Les gender studies ont généré des débats croissants depuis leur apparition et les différentes vagues féministes ont accru leur importance. Judith Butler est l’une des principales théoriciennes de ce courant. Nous avons pu l’interroger sur ses principaux concepts, ainsi que sur le regard qu’elle porte sur l’avenir politique – à l’heure où la question de la reformulation de la masculinité est devenue capitale pour qui veut combattre le patriarcat. Entretien réalisé par Lilith Verstrynge et Lenny Benbara. Traduction par Valentine Ello.


LVSL – Vous êtes née dans une famille juive traditionnelle dans l’Ohio. Votre oncle a été emprisonné parce qu’il était transsexuel et il est mort en prison. Vos cousins ont été expulsés de leurs foyers parce qu’ils étaient homosexuels et on vous a amenée chez un psychiatre à l’âge de 15 ans quand vous avez annoncé votre homosexualité. Comment déconstruisez-vous le genre dans votre histoire personnelle difficile ? Pour celles et ceux qui ne vous connaissent pas, comment vous décririez-vous ?

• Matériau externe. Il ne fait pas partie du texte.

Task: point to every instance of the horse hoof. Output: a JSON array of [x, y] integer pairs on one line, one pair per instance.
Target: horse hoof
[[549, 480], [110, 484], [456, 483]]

Judith Butler – Les auto-descriptions ne sont pas mon fort. Mon oncle était vraisemblablement intersexué, mais il a fini par devenir une sorte d’attraction à force d’être constamment analysé par les autorités médicales et psychiatriques. Je ne l’ai jamais connu car il a été interné avant ma naissance et on m’a dit qu’il n’était plus conscient. C’était un mensonge, j’aurais pu le rencontrer, mais mes parents ne voulaient pas que les enfants entrent en contact avec lui. J’ai un cousin homosexuel qui sait ce qui s’est réellement passé. Ce cousin a été tout bonnement excommunié. Certaines familles font des dons financiers qu’elles requalifient ensuite de prêts, et quand ces derniers deviennent des dettes impossibles à rembourser, on les met dans la catégorie des crimes. Ce n’est pas une surprise, la criminalité a toujours été utilisée contre nous à la moindre occasion. Mes parents et grands-parents étaient terrifiés que l’antisémitisme surgisse à tout moment, ils pensaient que s’assimiler aux normes américaines était le seul moyen de se protéger. Ils ont continué à respecter les fêtes religieuses et certains respectaient le shabbat, mais avec le temps, la judéité a été déconnectée de la plupart des rituels (pas tous) et est devenue un ethos communautaire.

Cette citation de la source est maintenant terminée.